The kids taught me slang--"I've got my main squeeze and my two side squeeze"--as well as why we couldn't rake leaves in certain areas (rats). I'm not sure what I taught them. . .

But one day we were on a field trip and one of the girls came up to me. She had just finished 10th grade and she was probably the most diligent worker in the group. Her mother was from Jamaica and worked as a nurse's aide.

"I was thinking," she said to me, "that maybe I could become an LPN [Licensed Practical Nurse]."
"Great!" I said. "That's a great idea!"

But in my heart, I thought, "Why be an LPN? You're smart enough to be an RN or a BSN. In fact, why not be a doctor? You're smart enough to be a doctor."

I didn't say that to her though.

Why didn't I say that to her? Well, probably partly because I was only 20. I couldn't even give myself career advice.
But probably also because I wasn't trained to have Great Expectations from poor black kids.
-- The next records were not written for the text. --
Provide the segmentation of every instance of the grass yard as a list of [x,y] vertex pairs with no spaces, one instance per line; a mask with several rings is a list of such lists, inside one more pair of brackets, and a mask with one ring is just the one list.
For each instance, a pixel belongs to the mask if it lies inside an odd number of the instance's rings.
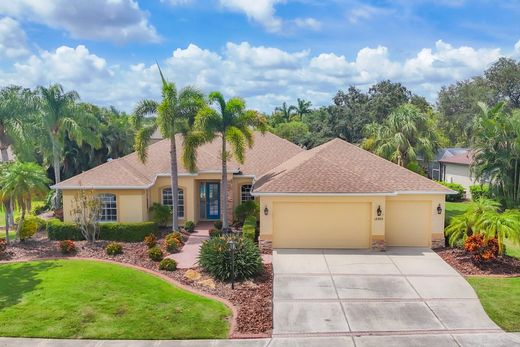
[[115,264],[50,260],[0,265],[0,336],[206,339],[228,335],[231,311]]
[[520,277],[469,277],[489,317],[506,331],[520,331]]

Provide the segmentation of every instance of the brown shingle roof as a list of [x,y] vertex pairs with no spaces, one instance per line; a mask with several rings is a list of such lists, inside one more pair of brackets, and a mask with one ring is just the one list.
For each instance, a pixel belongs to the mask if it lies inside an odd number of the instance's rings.
[[[303,151],[295,144],[271,133],[255,132],[253,148],[246,150],[245,163],[239,165],[234,160],[228,162],[228,171],[242,172],[244,175],[260,177],[266,171],[283,163]],[[181,161],[182,137],[176,137],[179,173],[189,174]],[[148,158],[142,163],[137,154],[114,159],[91,170],[71,177],[57,188],[146,188],[155,182],[157,176],[170,174],[170,140],[165,139],[148,147]],[[220,172],[220,139],[205,144],[198,149],[197,167],[199,172]]]
[[449,189],[340,139],[300,153],[267,172],[255,193],[395,193]]

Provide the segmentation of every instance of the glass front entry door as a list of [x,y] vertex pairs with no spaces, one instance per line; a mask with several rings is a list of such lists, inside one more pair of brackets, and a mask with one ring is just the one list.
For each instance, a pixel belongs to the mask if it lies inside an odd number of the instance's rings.
[[220,183],[200,183],[200,219],[220,219]]

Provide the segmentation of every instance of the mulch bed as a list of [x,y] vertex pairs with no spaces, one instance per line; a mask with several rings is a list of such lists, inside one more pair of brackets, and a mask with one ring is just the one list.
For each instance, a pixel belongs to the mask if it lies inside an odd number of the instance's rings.
[[[162,245],[163,241],[163,238],[158,239],[157,244]],[[0,261],[81,257],[106,259],[139,266],[159,272],[198,291],[230,301],[238,311],[237,327],[232,337],[268,337],[271,335],[273,274],[270,264],[264,265],[262,275],[253,280],[235,283],[235,289],[232,290],[229,283],[212,280],[201,268],[178,269],[173,272],[159,270],[159,263],[148,258],[148,248],[142,242],[119,242],[123,246],[123,254],[116,256],[106,254],[104,247],[107,243],[109,241],[97,241],[95,245],[91,246],[86,241],[76,241],[77,252],[74,255],[63,255],[59,250],[59,241],[50,241],[45,235],[36,235],[31,240],[9,246],[7,253],[3,257],[0,256]],[[268,252],[269,249],[270,247],[262,247],[262,253]],[[165,252],[165,254],[167,253]],[[189,270],[199,272],[201,278],[191,280],[185,277]]]
[[434,251],[464,276],[520,276],[520,260],[507,255],[477,263],[471,254],[460,248],[438,248]]

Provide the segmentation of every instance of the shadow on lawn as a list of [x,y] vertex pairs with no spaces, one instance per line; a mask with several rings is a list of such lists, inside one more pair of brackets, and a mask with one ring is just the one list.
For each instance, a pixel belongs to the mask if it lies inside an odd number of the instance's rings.
[[16,305],[33,291],[41,283],[39,273],[59,266],[56,261],[0,265],[0,310]]

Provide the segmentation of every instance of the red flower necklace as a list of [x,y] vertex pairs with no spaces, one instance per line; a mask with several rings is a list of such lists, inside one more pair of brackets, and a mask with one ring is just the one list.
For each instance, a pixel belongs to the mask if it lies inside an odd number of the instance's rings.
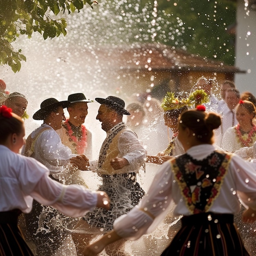
[[85,148],[87,146],[86,142],[87,130],[83,125],[81,125],[81,130],[82,131],[82,137],[80,140],[76,136],[73,135],[74,132],[72,130],[70,123],[68,122],[68,119],[66,120],[64,122],[64,124],[66,125],[67,128],[67,132],[70,139],[74,142],[76,145],[76,150],[77,153],[84,154]]
[[254,124],[252,124],[252,128],[249,133],[248,137],[246,140],[243,138],[242,133],[240,130],[240,125],[239,124],[237,125],[236,127],[236,135],[238,137],[240,142],[244,146],[250,147],[252,146],[252,144],[254,142],[252,140],[252,137],[254,135],[254,134],[256,133],[256,125]]

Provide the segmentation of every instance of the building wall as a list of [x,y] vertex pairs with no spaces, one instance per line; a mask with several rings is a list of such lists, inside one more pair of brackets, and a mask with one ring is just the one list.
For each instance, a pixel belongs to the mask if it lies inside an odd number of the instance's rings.
[[241,92],[249,91],[256,95],[256,11],[248,13],[244,0],[237,3],[235,65],[247,72],[236,74],[235,83]]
I wasn't trained. I don't honestly think it's a good excuse. Part of the achievement gap comes from the unconscious assumptions that we make and pass on to others, even when we are trying to do the right thing, and even when we are working on an "employment and training" program.

CETA wasn't perfect, but it did offer those kids jobs, and it did mostly keep them out of trouble that summer.

I hope that Obama gets to pass a good strong jobs bill.

And I hope--I really hope--that someone else told that kid she could be a doctor.